Alÿs is one of the most important contemporary artists working today, with a practice that embraces multiple media, spanning painting, sculpture, photography, and film. Having exhibitions throughout the United States, Latin America, and Europe—including dOCUMENTA (13) and, most recently, a two-part exhibition at the Museum of Contemporary Art in Tokyo—Alÿs’s extraordinary practice has been lauded by many. Mark Godfrey, in his opening essay for Francis Alÿs: A Story of Deception, a major survey that opened at Tate Modern in London and closed at The Museum of Modern Art in New York in 2011, writes, “What makes Francis Alÿs’s practice one of the most compelling in recent art is that he manages to find poetic and imaginative ways to address the urgent political and economic crises of contemporary life.”
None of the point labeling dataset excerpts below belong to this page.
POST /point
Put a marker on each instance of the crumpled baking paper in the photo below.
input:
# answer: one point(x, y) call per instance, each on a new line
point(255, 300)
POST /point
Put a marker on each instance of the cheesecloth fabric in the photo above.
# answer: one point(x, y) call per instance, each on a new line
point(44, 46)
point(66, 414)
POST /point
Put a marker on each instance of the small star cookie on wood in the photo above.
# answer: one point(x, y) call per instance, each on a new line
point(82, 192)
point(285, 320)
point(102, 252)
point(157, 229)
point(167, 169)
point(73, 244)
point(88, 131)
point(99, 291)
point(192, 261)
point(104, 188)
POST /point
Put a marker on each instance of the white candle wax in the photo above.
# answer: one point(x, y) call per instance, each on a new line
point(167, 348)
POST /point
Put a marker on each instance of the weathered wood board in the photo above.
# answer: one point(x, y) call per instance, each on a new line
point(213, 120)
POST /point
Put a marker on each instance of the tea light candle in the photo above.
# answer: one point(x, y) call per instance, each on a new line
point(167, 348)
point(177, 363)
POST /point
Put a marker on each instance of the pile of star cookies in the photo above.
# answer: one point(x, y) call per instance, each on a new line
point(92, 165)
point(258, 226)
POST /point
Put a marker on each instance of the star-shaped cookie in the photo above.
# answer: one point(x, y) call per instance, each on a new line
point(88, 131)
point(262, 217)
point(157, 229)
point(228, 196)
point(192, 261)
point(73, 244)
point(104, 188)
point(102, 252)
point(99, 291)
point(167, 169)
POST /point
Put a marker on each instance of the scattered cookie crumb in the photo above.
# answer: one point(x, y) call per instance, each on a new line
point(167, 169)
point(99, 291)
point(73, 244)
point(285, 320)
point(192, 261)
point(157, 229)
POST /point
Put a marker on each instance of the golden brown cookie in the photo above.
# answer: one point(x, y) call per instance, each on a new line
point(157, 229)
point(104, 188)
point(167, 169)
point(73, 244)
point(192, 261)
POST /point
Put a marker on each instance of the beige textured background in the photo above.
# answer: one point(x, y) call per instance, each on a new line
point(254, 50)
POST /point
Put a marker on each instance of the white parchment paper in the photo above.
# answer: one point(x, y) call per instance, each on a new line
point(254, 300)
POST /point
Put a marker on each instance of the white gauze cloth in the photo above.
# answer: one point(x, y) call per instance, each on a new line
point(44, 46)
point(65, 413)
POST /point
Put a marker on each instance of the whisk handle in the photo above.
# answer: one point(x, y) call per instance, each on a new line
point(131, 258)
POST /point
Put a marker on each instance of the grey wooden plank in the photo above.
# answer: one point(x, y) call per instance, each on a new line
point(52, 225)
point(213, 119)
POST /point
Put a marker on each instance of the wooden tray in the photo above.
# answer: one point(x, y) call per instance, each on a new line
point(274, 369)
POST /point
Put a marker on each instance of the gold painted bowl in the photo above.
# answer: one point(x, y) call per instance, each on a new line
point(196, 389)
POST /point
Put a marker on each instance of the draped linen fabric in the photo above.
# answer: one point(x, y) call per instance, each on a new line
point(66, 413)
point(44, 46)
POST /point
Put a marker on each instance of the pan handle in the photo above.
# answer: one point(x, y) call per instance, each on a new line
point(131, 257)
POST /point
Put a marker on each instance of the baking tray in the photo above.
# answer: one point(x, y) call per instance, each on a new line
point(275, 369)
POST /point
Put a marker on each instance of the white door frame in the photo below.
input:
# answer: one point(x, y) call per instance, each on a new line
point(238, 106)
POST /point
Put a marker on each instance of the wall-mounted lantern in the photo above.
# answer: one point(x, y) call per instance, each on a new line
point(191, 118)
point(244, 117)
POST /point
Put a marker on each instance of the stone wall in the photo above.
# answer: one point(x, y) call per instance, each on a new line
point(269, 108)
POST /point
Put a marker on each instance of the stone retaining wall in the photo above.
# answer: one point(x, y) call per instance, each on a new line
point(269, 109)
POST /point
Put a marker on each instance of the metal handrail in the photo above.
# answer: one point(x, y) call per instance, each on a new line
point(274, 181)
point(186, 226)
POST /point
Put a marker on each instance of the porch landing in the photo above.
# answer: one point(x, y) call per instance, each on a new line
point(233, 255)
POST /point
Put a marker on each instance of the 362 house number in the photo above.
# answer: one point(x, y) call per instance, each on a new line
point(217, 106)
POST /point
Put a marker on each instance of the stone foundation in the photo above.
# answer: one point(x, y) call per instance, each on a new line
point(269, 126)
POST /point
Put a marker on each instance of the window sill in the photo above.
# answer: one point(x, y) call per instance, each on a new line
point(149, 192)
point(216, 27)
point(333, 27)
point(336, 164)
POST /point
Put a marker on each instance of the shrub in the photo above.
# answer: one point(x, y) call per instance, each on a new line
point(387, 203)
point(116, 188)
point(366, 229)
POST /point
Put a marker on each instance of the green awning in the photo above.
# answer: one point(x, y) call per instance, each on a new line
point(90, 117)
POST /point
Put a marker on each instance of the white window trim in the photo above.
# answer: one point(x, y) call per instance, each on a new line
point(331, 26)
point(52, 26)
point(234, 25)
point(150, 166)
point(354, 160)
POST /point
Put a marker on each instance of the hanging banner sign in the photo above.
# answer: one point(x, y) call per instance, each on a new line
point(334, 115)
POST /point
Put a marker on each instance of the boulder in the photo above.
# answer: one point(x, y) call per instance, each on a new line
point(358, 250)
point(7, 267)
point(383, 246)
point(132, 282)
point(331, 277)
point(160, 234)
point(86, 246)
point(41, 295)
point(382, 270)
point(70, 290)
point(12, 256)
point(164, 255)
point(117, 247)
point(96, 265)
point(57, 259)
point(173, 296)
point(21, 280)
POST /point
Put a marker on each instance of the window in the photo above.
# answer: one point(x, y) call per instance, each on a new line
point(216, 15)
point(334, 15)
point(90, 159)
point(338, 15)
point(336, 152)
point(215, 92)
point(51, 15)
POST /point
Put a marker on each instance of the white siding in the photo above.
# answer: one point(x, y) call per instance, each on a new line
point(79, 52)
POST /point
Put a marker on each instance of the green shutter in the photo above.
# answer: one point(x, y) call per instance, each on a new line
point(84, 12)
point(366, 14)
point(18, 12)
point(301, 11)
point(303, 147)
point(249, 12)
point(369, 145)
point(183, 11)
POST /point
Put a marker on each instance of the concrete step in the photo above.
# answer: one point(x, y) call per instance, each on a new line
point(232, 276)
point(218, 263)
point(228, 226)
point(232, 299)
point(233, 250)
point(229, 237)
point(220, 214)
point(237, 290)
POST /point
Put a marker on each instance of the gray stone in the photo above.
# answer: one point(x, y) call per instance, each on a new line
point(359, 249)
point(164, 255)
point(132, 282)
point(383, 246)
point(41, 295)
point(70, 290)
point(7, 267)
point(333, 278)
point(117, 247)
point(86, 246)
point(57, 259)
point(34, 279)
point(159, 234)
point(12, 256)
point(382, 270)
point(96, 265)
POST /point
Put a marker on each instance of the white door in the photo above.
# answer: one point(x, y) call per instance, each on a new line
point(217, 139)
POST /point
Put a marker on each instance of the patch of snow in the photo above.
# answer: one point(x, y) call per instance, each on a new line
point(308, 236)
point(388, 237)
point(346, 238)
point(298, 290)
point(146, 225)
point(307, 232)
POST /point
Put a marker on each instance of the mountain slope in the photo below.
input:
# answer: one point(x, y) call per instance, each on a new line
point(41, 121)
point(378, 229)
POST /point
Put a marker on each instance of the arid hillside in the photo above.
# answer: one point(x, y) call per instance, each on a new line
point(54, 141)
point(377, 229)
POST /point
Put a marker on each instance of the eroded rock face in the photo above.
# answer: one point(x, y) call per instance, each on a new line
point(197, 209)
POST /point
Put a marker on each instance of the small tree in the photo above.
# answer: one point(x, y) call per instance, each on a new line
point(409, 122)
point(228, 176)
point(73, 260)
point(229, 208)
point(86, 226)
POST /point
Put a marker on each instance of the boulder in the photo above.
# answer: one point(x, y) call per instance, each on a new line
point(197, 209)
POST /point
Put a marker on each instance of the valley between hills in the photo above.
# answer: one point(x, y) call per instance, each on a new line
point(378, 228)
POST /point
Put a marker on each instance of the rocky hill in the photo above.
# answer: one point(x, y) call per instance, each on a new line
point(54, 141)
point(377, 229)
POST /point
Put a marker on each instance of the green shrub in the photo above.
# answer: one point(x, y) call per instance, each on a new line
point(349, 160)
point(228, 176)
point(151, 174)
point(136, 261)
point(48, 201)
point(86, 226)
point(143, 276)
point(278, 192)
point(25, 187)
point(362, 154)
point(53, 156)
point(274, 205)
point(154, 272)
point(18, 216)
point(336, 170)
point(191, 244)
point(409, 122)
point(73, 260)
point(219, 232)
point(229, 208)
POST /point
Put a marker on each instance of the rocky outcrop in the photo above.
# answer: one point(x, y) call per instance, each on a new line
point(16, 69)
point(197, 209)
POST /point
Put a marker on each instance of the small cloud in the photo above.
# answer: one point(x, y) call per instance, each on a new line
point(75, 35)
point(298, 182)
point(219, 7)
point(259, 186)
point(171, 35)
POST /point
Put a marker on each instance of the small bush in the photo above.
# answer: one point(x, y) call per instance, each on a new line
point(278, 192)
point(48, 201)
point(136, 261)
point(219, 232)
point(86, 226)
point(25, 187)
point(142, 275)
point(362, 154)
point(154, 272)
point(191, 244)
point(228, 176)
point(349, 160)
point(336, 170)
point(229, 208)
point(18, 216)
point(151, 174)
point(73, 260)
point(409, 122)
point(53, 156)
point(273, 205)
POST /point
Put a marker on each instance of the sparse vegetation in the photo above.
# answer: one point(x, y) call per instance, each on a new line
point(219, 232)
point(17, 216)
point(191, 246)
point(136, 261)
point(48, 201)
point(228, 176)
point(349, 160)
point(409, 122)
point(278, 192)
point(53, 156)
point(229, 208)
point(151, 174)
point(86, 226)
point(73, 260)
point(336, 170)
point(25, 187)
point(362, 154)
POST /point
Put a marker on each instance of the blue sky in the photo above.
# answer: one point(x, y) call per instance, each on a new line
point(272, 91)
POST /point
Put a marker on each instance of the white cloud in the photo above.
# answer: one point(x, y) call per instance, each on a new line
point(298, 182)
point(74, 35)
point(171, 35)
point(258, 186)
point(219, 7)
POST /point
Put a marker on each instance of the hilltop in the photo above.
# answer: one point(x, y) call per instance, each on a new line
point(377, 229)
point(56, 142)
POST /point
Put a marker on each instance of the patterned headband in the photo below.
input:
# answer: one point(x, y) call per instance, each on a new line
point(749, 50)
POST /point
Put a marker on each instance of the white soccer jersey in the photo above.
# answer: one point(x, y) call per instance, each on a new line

Oles divides his time between Mexico City and suburban Boston, where he teaches Latin American art at Wellesley College and serves as adjunct curator of Latin American art at the Davis Museum, where Alÿs was given his first one-man show in the Boston area in 2012. Oles has most recently written a survey textbook, Art and Architecture in Mexico, published by Thames and Hudson.
Alÿs and Oles have been friends for over two decades, and this relationship, as well as their obvious insight into Alÿs’s work, makes this a special presentation that also serves as a preview for México Inside Out: Themes in Art Since 1990, which opens to the public on September 15.